Negative goals are quite natural for us: if the kart lower its health by a 10%, you can think of it as a mere "reduction" applied to the possitive goals -distance raced squared in this case- or something purely negative: a -10 in the final score.
If we try to get the same results as in previous video but using some short of negative goals, we will end up with something odd: the fear is ok in some really dangerous situations, they help you avoiding them efectively, but too much fear, a big negative scoring arising in some moment, will make the "common sense" to freeze. You have added a "phobia" to something.
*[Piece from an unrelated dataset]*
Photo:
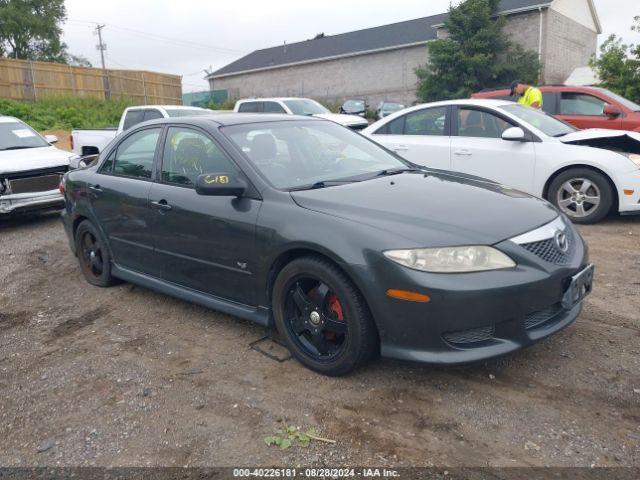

So I would suggest not using them if you can live without. Instead use positive and reduction goals combinations. I suppose negative goals are always avoidable, but it is a personal intuition more than a golden rule to strictly follow.
Anyhow, here you have a video where this "fear" clearly appears, there are more similar videos, all have in comomn that I was playing around with some short of negative goal.
In this particular case, I was trying to avoid crashing after adding bouncing to the simulation. I still didn't have a way to measure the energy of the impacts, so I could not still use health to avoid it.
My idea was to use "how long did you survived in this future" to get it: if you are simulating 4 seconds in the future and a kart crashed in the final moment, 4 seconds away from the starting point, then it score as zero, but if you crash in the second 2, then you score as -1, and if you crash at second 1, it score as -10, and so on. The exact formula you use is not important, just someting negative that get really high -but negative- when the crash occurs closer to the starting moment. Score=Log(time_lived/time_simulated) can do the work, as far as you avoid Log(0) somehow.
This trick is used on the second video below, in this first simulation I will show you a better variation: when the kart runs off-track, I simulate a engine cut-off, and the kart continue running by inertia and then stop with a high friction. This distance raced after the engine cut-off scores negatively. It was a way to use the impact energy some easy way, and it worked ok.
And this is the resulting behaviours: the white kart doesn't negatively score dying at all, it is fearless, and some times it plays against it and leaves the track. The yellow one have a "low fear" coeficient, and it result in the most reliable of the three. Finally, the grey kart feels this fear doubled, and it makes him refuse to pass some narrow paths, even if it can perfectly fit.
But using negative goals is not evil, it can serve a purpouse: fill the holes in the intelligence and forceit avoid risk. This is what made yellow one the best of the three after all.
In this second video we use four kart to fine tune the fear level that is better (but using the "time lived was too short" fear as comented before): a white kart with no fear compites with other four ones, each one with more and more fear to crashing. Yellow is the bravest one of them, followed by orange, red and black karts. Black kart is a little too "coward" and tends to avoid dangerous paths at the cost of speed.
Surprisingly -or may be not- there is a "sweet point" around the fear we added to the orange one. Being fearless drives the white one into troubles at some close turns, while darker karts are so afraid of colliding that some times they almost stop before deciding.
So adding a little of fear into the combination of goals showed in the last post could made a more reliable combo after all... I will need to make more test on this and find out some "right way" to combine the three kind of goals (actually only works ok with positive goals and a second kind of goals, not the three at the same time).
Anyway, finding such a way of combining the three kind of goals may be not the right way. The intelligence can be bettered in such a way it doesn't need negative goals anymore, and even the reduction goals can be forgotten.
We should have then built a truly "metric" over the phase space, a more sophisticated one than the ones showed here, and the "common sense" would shine without the limiting fears of both kind, negatives and reductions.
But it will be on a following post...
Nice series of posts! waiting forward for next post... :)
ReplyDeleteThanks again Gonfo!
ReplyDeleteI am now writting quite fast, after a period of not sleeping well at night because all those ideas were popping at my mind at odd hours, now most of the concepts have calmed down and I can "speel them out" like magic and get a little rest.
Next one will be also interesting: adding layer after layer of "common sense" in a simple way so basic intelligence evolve into a more sophisticated intelligence, capable of doing more usefull things.
It is almost written, but will need a lot of revision after I feel confortable with the result.
Ok
ReplyDeleteTake your time man.
I'll say to you that my mind is also flying with your ideas, and my sleeping hours have decreased last nights jajajaja ;)
que tal se combina con los sistemas de inferencia difusa, y como se comporta la carga computacional?
ReplyDeleteEl que la simulación sea "determinística" o "difusa" no afecta al algortimo, ya que este manda simular 100 futuros "posibles", y no le importa si el futuro que le das es "seguro" o "probable".
DeleteDigamos que no espera que si pregunta al simulador dos veces lo mismo le de la misma respuesta siempre, eso es algo que esta fuera de su "interes" del todo.
A nivel de carga computacional, básicamente solo cuenta lo que te cueste simular tu sistema 100 veces a 5 segundos vista, luego, la CPU necesaria para usar todo esto y darte la elección "inteligente" es realmente muy poco.